Roberts explained that Giuffre was “very strong” and had “so much to live for.”
“She had her foundation,” he said of her support system.
Roberts wants his daughter’s legacy to be that of someone who “actually got out of a bad situation and made a good situation out of it.”
Roberts also wants the world to know that she was helping other women who were feeling the same pain that she felt.
The mourning parent stands by everything Giuffre had said about Epstein and his accomplices, including Prince Andrew.
“I believed everything that she said. You know, I mean, she was my daughter,” he said.
He even shared that Giuffre had sent him the original photo of her with Andrew many years ago — before her involvement became “public knowledge.”
“Virginia sent the original picture, so I know it wasn’t faked, but the original picture of Prince Andrew and her with Ghislaine Maxwell in the background, so I know that’s true that she did. She was there with him,” he said.

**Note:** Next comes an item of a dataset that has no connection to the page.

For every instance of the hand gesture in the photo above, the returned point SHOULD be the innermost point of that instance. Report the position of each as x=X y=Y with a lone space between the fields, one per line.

Giuffre sued Andrew in 2021 for sexual assault and claimed he allegedly raped her when she was a teenager as part of Epstein’s sex trafficking ring.
The Duke of York, 65, settled the case out of court, paying her an estimated $12 million in 2022, though he denied any wrongdoing.
Roberts believes the settlement alone is proof of Andrew’s involvement.
“I mean, it kind of admits guilt when you do that, when you pay somebody off like that, just, when Jeffrey Epstein paid, when Maxwell paid, it’s admitting guilt,” he told Morgan, asking, “I mean, why would he spend 12 or 15 million to give to her?”
Roberts said he doesn’t “care” for Andrew and labeled him a “powerful royal figure” who does whatever he wants.
Giuffre’s family confirmed that she died by suicide on April 25. She was 41.
“Giuffre lost her life to suicide, after being a lifelong victim of sexual abuse and sex trafficking,” her family wrote in a statement given to People at the time.
“Virginia was a fierce warrior in the fight against sexual abuse and sex trafficking,” the statement continued. “She was the light that lifted so many survivors. Despite all the adversity she faced in her life, she shone so bright. She will be missed beyond measure. The light of her life were her children Christian, Noah, and Emily.”
Giuffre left a chilling handwritten note upon her death in which she wrote, “Mothers, Fathers, Sisters, and Brothers need to show the battle lines are drawn, and we stand together to fight for the future of victims.”
“Is protesting the answer? I don’t know. But we’ve got to start somewhere,” she added.
Several weeks before her untimely death, Giuffre claimed she was fighting for her life after allegedly being hit by a school bus.
However, a spokesperson for the Western Australia Police Force (WAPF) expressed doubts over her claims, saying they received a report of a “minor crash” between a bus and a car on March 24 but no injuries were reported.
Six days after the crash, Giuffre was released from the hospital.